Now 81 years old and still working in the kitchen, Rosemary prepares sauces, salad dressings, meatballs and soups that have become so popular they've turned Failoni's from a bar first and restaurant second into an equally food- and drink-focused operation.
"She'll also get up on Friday nights when Tom Kelly is performing and sing 'Crazy' by Patsy Cline," Failoni says. "The crowd goes crazy."
Though Kelly's music has been a constant at Failoni's — the singer has been performing at the bar and restaurant every Friday night for the past 30 years — the past two years have presented challenges.
But Failoni notes that the pandemic has also shown him and his family how much their establishment means to its legion of regulars.
"We did carryout March, April and May of 2020, and people would religiously come to get it and really supported us," Failoni says. "People got so used to our food that we're now doing so much more of it than we used to.

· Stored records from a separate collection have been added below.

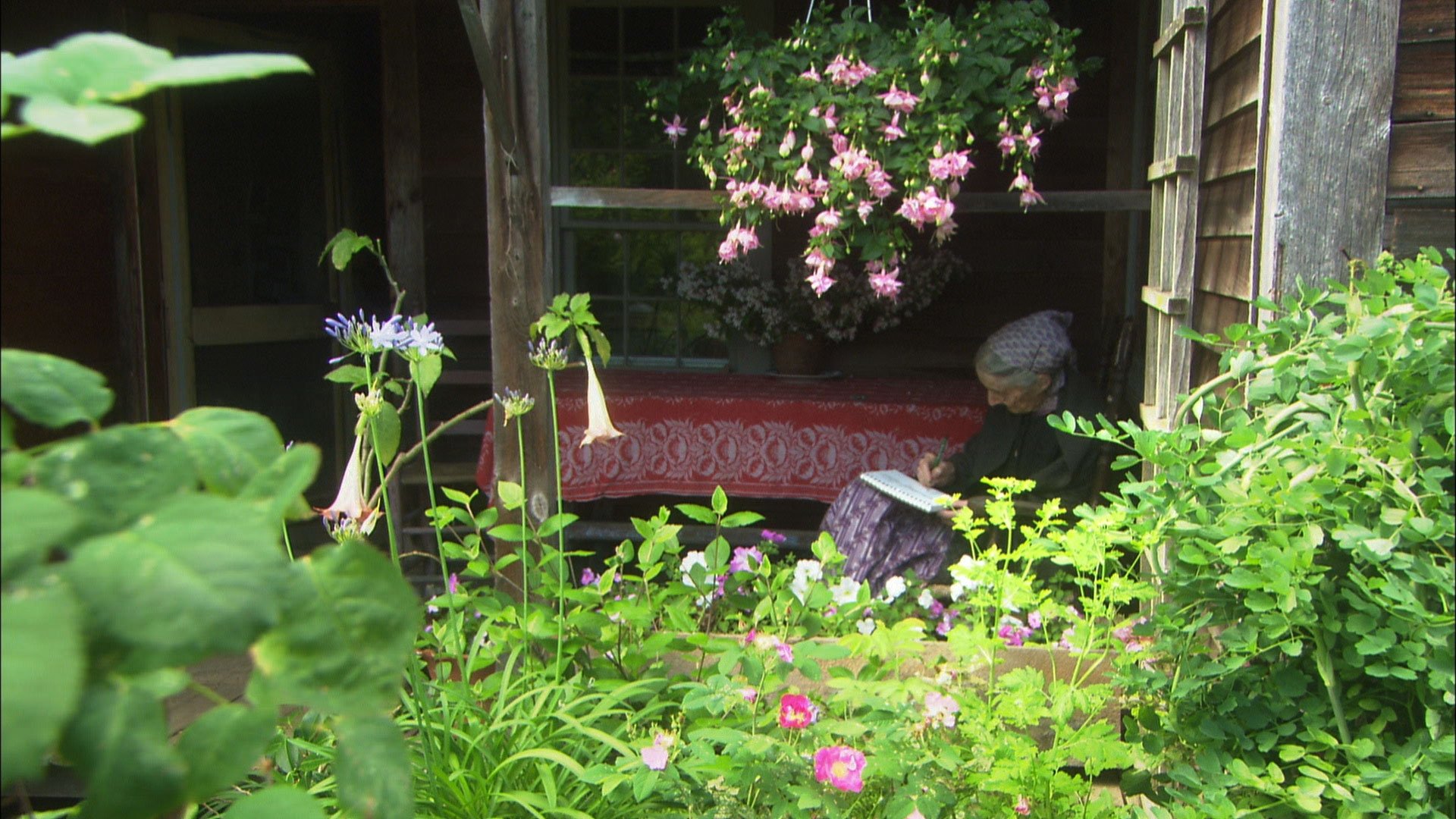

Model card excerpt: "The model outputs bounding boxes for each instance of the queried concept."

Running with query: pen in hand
[930,438,949,469]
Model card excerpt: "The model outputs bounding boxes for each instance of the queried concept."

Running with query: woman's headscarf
[975,310,1076,395]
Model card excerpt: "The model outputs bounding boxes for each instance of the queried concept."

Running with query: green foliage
[642,0,1079,272]
[1065,249,1456,816]
[0,33,312,146]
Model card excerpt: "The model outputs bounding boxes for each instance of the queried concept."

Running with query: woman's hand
[937,495,987,523]
[915,452,956,488]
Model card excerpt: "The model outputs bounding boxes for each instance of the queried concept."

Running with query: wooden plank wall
[1190,0,1264,383]
[1382,0,1456,255]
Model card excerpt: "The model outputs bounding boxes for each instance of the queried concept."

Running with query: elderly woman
[820,310,1102,588]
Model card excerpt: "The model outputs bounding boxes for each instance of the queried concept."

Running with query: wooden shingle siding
[1190,0,1264,383]
[1382,0,1456,256]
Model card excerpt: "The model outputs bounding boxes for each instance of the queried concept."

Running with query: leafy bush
[1062,249,1456,816]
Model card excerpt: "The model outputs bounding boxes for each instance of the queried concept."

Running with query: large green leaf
[61,676,187,819]
[0,585,86,790]
[171,406,282,495]
[63,494,288,670]
[0,350,114,428]
[146,54,313,87]
[223,786,325,819]
[237,443,318,520]
[33,425,196,536]
[253,541,422,714]
[177,702,274,802]
[20,96,144,146]
[0,487,80,580]
[335,708,415,819]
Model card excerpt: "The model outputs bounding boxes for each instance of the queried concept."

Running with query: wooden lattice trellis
[1141,0,1207,428]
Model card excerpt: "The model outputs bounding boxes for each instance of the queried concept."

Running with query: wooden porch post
[460,0,556,588]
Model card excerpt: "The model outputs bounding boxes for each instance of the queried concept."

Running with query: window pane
[628,231,677,296]
[568,9,617,76]
[682,296,728,359]
[573,231,622,293]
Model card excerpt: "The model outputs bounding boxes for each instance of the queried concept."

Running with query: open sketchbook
[859,469,946,512]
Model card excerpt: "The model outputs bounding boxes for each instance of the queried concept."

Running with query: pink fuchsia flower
[880,83,920,114]
[1003,125,1041,158]
[779,694,818,730]
[774,642,798,664]
[814,745,864,792]
[924,691,961,729]
[576,354,622,446]
[663,114,687,146]
[926,150,975,179]
[316,436,377,536]
[864,262,904,299]
[728,547,763,571]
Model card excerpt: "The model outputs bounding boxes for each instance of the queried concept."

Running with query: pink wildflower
[642,745,667,771]
[883,112,905,143]
[864,262,904,299]
[774,640,798,664]
[926,150,975,179]
[814,745,864,792]
[924,691,961,729]
[779,694,818,730]
[663,114,687,146]
[804,268,837,296]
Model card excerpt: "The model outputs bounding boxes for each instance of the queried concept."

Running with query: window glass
[555,0,763,367]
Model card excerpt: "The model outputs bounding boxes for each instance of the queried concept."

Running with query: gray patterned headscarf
[975,310,1076,394]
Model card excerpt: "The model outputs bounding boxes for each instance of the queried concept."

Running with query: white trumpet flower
[318,436,378,536]
[578,354,622,446]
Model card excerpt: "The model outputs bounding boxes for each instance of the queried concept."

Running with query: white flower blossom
[883,574,905,604]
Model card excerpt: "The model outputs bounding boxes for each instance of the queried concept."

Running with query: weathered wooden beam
[378,0,425,315]
[551,185,1149,213]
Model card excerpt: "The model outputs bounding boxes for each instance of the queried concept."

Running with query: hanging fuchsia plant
[648,0,1079,297]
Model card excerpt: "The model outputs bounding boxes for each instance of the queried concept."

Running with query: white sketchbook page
[859,469,946,512]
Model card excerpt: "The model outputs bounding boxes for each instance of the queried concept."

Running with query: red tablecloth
[476,369,987,501]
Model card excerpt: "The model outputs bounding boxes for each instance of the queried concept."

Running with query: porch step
[403,520,818,554]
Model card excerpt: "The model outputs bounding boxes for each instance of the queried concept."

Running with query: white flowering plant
[673,249,970,345]
[644,0,1082,297]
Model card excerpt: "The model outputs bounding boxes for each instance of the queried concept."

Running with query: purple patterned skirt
[820,481,964,592]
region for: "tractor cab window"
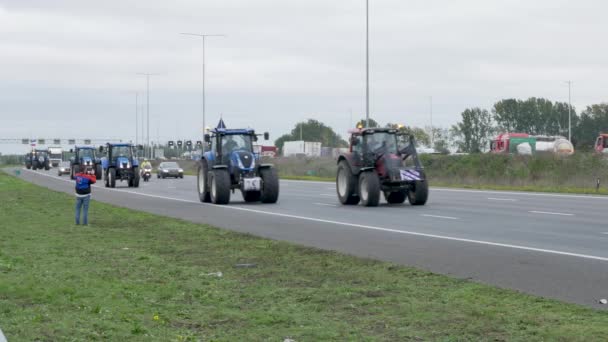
[112,146,131,158]
[222,135,251,154]
[364,132,397,154]
[78,148,95,159]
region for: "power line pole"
[180,32,226,134]
[137,72,159,159]
[365,0,369,128]
[566,81,572,141]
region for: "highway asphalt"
[13,169,608,309]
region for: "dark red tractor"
[336,128,429,207]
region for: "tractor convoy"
[26,120,429,207]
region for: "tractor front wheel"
[108,168,116,188]
[407,180,429,205]
[260,167,279,203]
[336,160,360,205]
[198,161,211,203]
[209,169,230,204]
[359,171,380,207]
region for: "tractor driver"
[222,135,239,155]
[141,159,152,169]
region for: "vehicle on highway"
[48,146,63,167]
[99,143,143,188]
[70,146,103,180]
[156,162,184,179]
[57,161,72,177]
[336,128,429,207]
[197,121,279,204]
[595,133,608,154]
[26,149,51,170]
[139,165,152,182]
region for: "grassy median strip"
[0,173,608,341]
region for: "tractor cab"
[336,128,428,206]
[70,146,102,179]
[99,143,143,188]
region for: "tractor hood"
[230,151,255,171]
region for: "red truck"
[595,133,608,154]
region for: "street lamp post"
[180,32,226,134]
[137,72,159,159]
[566,81,572,141]
[365,0,369,128]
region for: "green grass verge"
[0,173,608,341]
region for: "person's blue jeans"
[76,195,91,224]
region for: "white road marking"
[431,188,608,200]
[529,210,574,216]
[17,171,608,262]
[420,214,460,220]
[313,203,337,207]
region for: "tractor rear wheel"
[359,171,380,207]
[407,180,429,205]
[108,168,116,188]
[336,160,360,205]
[209,169,230,204]
[260,167,279,203]
[384,190,407,204]
[198,161,211,203]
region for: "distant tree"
[572,103,608,149]
[492,97,578,136]
[275,119,348,150]
[355,118,380,128]
[450,108,493,153]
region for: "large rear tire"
[384,190,407,204]
[108,168,116,188]
[336,160,360,205]
[359,171,380,207]
[209,169,230,204]
[198,161,211,203]
[260,167,279,203]
[407,180,429,205]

Now, hardly anyone comes here without eating, and it's not just for our homemade pizza. We have great grouper, appetizers, pastas; we look like a little bar, so people come in not expecting much, and they are surprised. It's good to hear their feedback, because we take a lot of pride in it and try to do it right."
Beyond the pandemic, the Failoni family recently suffered a significant loss that has left a hole in everyone's hearts.
This past November, Failoni's brother Alex Jr. passed away from cancer at the age of 60 (he followed Alex Sr., who passed away in 2015).
It has been a very difficult time not only for the family, but for those regulars who came to know and love him as much for his warm presence as his outstanding voice.
Though no one can take his place, Vic Failoni credits his nephew, Joey Meiners, with being a major source of support. Since coming on board and partnering with Failoni in 2009, he has breathed new life into the longtime establishment and is helping to ensure the place carries on through the next generation — something Failoni feels is vital not only for his family and their legacy, but for the St. Louis hospitality community as a whole.
"You don't see many places like this anymore, and we probably take it for granted," Failoni says. "We have such a good clientele and like to say that Failoni's is for everybody. You can have 80-year-olds listening to music with kids sitting right next to them. It's such a family atmosphere. On Friday nights, you come in and see everyone having a great time — you can't explain it; you have to experience it. Everyone in the crowd has such a smile on their face, and it's just such a refreshing release from life."